During the era of her debut album, “Pure Heroine” (2013), Lorde topped the charts wearing all black and smoky eyeliner and with a voice that rasped her rejection of celebrity culture. Following the massively successful album release, she escaped to New Zealand, her suburban hometown, for four years, explaining in a later interview that being in the public eye “can kind of [EXPLETIVE] with you if you’re a kid.” These spontaneous hiatuses to remote places and Lorde’s prioritization of the quiet moments in her life are reflected in her music. In her second studio album, “Melodrama” (2017), she continued to develop her sound with layered melodies, thumping synths, and grimy percussion, writing about secret love affairs, nights spent partying, and the insecurities that come with youth. Four years after “Melodrama,” Lorde’s return was met with great anticipation, and the expectations for her third album were sky-high, yet the release of “Solar Power” faced mixed reviews from even the most die-hard of Lorde fans.

At a glance, “Solar Power” doesn’t have the angsty lyricism and broody nature that Lorde’s previous albums are known for; instead, it’s bright and breezy, and it subverts all expectations. The title track introduces a fanciful world where girls dance barefoot in sundresses and Lorde herself frolics around the beach, smoking a fennel bulb bong. As she dances to Jack Antonoff’s strumming guitar and wispy vocal stacks, she invites her listeners to join her: “It’s a new state of mind / Are you coming, my baby?”

From the album’s first track, “The Path,” we’re reminded of Lorde’s craving for normalcy in her life. She’s got a “fork in [her] purse to take home to [her] mother” and hopes “the sun will show [her] the path.” This track nicely establishes the tone for the rest of the record, which continues to explore themes of appreciating nature and life at its finest.

Gentle guitar picking and hushed percussion drive the music along, but it’s Lorde’s lyricism that continues to set her apart. In “Stoned at the Nail Salon,” her music takes a darker, more introspective turn as she reflects on the passing of time and her decisions in life: “Got a wishbone drying on the windowsill in my kitchen / Just in case I wake up and realize I’ve chosen wrong.” Even the most successful of artists aren’t exempt from feeling bouts of insecurity or uncertainty of being left behind. In this way, Lorde captures the transition into adulthood as a musician. She concludes the track with “Maybe I’m just stoned at the nail salon again,” questioning the validity of her struggle to find fulfillment in life.
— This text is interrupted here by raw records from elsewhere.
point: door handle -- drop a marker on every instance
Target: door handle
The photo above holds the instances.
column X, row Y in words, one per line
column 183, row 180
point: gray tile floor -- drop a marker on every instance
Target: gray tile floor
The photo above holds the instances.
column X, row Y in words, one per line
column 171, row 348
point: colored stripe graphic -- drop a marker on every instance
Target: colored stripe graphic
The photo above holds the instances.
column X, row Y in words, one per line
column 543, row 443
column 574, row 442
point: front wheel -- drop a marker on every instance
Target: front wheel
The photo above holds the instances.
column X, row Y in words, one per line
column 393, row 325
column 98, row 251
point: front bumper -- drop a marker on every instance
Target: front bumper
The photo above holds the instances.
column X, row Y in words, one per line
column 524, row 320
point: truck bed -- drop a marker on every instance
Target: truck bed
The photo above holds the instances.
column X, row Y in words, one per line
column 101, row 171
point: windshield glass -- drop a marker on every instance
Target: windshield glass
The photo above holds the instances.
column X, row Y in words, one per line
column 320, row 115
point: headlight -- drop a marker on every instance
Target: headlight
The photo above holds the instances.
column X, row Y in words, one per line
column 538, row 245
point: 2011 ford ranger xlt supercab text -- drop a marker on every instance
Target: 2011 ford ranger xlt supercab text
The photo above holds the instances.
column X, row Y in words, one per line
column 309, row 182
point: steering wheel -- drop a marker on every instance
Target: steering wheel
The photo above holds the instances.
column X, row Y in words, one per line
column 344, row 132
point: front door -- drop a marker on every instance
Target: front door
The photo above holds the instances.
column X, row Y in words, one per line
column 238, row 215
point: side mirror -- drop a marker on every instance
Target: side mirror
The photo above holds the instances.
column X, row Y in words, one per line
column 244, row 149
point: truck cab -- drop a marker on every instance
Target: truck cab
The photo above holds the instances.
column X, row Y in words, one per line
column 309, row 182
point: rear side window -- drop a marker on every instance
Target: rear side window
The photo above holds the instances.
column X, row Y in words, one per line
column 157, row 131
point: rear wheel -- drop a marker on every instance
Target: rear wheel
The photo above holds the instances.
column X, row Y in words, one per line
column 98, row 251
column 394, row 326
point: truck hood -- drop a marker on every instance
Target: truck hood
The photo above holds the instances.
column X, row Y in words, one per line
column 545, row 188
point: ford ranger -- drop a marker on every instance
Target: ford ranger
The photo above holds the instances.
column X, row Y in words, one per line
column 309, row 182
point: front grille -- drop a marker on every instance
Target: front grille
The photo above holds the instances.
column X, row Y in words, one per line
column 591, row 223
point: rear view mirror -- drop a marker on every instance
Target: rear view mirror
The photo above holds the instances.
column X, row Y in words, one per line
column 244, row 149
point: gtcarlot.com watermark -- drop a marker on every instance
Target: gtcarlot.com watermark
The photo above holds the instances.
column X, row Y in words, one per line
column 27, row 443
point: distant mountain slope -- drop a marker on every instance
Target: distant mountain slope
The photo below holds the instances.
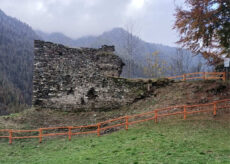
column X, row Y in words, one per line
column 142, row 53
column 16, row 62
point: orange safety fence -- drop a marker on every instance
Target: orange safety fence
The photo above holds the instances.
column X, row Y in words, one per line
column 122, row 122
column 201, row 75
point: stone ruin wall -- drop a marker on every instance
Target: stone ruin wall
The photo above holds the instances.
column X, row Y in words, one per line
column 83, row 79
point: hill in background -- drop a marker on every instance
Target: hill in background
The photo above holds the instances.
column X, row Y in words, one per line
column 17, row 53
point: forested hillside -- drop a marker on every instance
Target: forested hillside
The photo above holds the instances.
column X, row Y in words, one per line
column 142, row 59
column 16, row 63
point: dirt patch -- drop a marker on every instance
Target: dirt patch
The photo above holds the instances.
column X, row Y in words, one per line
column 179, row 93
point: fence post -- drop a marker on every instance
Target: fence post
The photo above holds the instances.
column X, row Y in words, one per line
column 69, row 133
column 185, row 112
column 204, row 76
column 126, row 122
column 40, row 135
column 214, row 109
column 224, row 76
column 155, row 112
column 184, row 77
column 10, row 136
column 98, row 129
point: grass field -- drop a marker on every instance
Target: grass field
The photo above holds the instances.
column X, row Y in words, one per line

Much of “Solar Power” is about self acceptance, but Lorde also tackles broader issues like climate change with songs like “Fallen Fruit,” singing, “Through the halls of splendor where the apple trees all grew / You’ll leave us dancing on the fallen fruit.” These lyrics are a reference to the Garden of Eden and the fruit Adam and Eve ate, which created hapless consequences for future generations. Lorde recognizes that the abuse of “fruit,” or resources, caused “Eden,” or the environment, to suffer. Now, current generations are left with the burden of the “fallen fruit” that our predecessors produced.
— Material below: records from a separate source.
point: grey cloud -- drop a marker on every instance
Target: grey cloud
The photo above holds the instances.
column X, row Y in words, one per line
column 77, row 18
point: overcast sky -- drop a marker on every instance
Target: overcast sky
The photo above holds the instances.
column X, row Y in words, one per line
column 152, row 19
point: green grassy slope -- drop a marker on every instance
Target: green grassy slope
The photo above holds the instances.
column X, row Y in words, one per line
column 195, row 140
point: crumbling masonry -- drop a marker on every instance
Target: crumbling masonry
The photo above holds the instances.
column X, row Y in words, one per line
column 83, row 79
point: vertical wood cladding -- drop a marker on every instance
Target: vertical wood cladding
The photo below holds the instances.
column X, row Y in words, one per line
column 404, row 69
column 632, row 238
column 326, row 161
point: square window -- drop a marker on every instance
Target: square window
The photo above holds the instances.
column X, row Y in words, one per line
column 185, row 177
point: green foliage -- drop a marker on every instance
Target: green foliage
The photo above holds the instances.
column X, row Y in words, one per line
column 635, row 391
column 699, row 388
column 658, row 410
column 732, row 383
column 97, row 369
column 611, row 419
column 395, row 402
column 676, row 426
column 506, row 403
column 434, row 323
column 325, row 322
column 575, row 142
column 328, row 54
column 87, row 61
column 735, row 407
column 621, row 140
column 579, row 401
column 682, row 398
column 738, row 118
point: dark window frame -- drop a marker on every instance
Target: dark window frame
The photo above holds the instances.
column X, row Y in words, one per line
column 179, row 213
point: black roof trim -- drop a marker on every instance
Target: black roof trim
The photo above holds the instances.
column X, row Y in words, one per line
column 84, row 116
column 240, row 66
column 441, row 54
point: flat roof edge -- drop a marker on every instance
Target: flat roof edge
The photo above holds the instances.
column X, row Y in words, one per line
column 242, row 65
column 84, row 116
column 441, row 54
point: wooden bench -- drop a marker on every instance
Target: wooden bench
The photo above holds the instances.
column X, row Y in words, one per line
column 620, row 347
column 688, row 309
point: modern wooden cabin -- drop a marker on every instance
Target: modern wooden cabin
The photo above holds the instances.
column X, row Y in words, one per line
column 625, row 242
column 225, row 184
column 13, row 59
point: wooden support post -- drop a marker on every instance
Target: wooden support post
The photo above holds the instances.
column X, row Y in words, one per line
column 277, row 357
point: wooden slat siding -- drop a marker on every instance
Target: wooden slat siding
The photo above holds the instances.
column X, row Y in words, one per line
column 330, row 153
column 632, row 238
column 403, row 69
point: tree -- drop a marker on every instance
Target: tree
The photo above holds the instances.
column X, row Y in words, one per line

Many of the topics explored in this record are characteristic of Lorde; she writes about heartbreak in “The Man with the Axe” and dismisses her celebrity status in songs like “California.” However, she branches out on tracks like “Dominoes” and “Mood Ring,” choosing to satirically comment on modern wellness culture. In an interview with Genius, Lorde mentioned her realization that wellness practices are often “[adopted by] white women [...] in a way which [...] can be pretty bad” for indigenous peoples and how it’s amusing that humans are so reliant on things like tarot readings and horoscopes.
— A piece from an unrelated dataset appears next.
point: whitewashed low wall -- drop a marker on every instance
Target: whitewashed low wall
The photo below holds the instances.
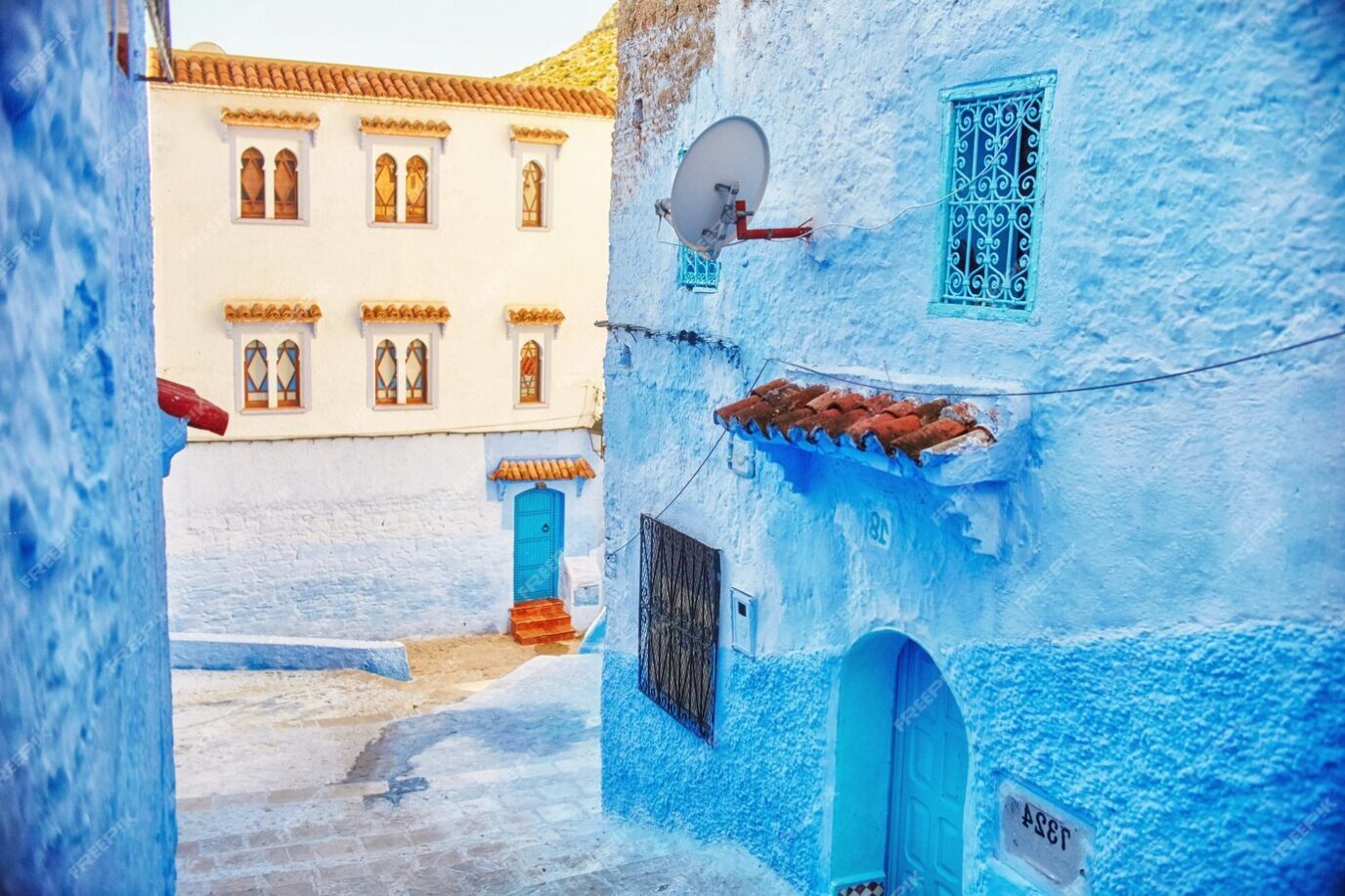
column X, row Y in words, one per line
column 374, row 537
Despite Lorde’s consistently poetic songwriting, some feel that the sparse production undercuts the album’s overall emotional intensity. In “Mood Ring,” the usage of chimes and the triangle adds to the light atmosphere. In “Secrets From a Girl (Who’s Seen It All),” Swedish singer-songwriter Robyn performs a spoken word interlude. Some listeners, though, critiqued the lack of direction within the album, faulting the overly long spoken portions and largely acoustic background instruments. Additionally, the lack of bridges throughout the record was upsetting, given the already minimal production and instrumentation. The only songs with bridges were “Fallen Fruit” and “Stoned at the Nail Salon,” creating unfulfilled potential and leaving audiences bereft. Overall, many felt underwhelmed by the emotional depth of “Solar Power” in comparison to “Melodrama” and “Pure Heroine.” Pitchfork went as far as to ask, “Shouldn’t an album about climate grief and puppy grief and social grief by one of the best pop songwriters of her generation make you feel something?”

The diversity of topics mentioned within the album, from environmental crises to existential crises, lacks the cohesion to be properly developed. Her tracks commenting on topics like pseudo-wellness piqued interest but weren’t fully expanded on. It can be difficult to get the point, especially when the already stripped-back vocals and instrumentals expose every facet of the album’s structural integrity. Every track sonically belongs to “Solar Power,” but the themes don’t mesh as smoothly with one another. The listeners are left floating in a textureless haze with no destination in sight.

It’s important to go into “Solar Power” with the understanding that it is Lorde’s “full circle” album. She’s not trying to hammer nails into the coffin holding “Pure Heroine” (her “cherry black lipstick’s” just “gatherin’ dust in a drawer”). She’s no longer the girl who’s scared of “getting old.” She’s the girl “who’s seen it all.” In a way, this record is Lorde’s love letter to life, one that would do us all some good to listen to.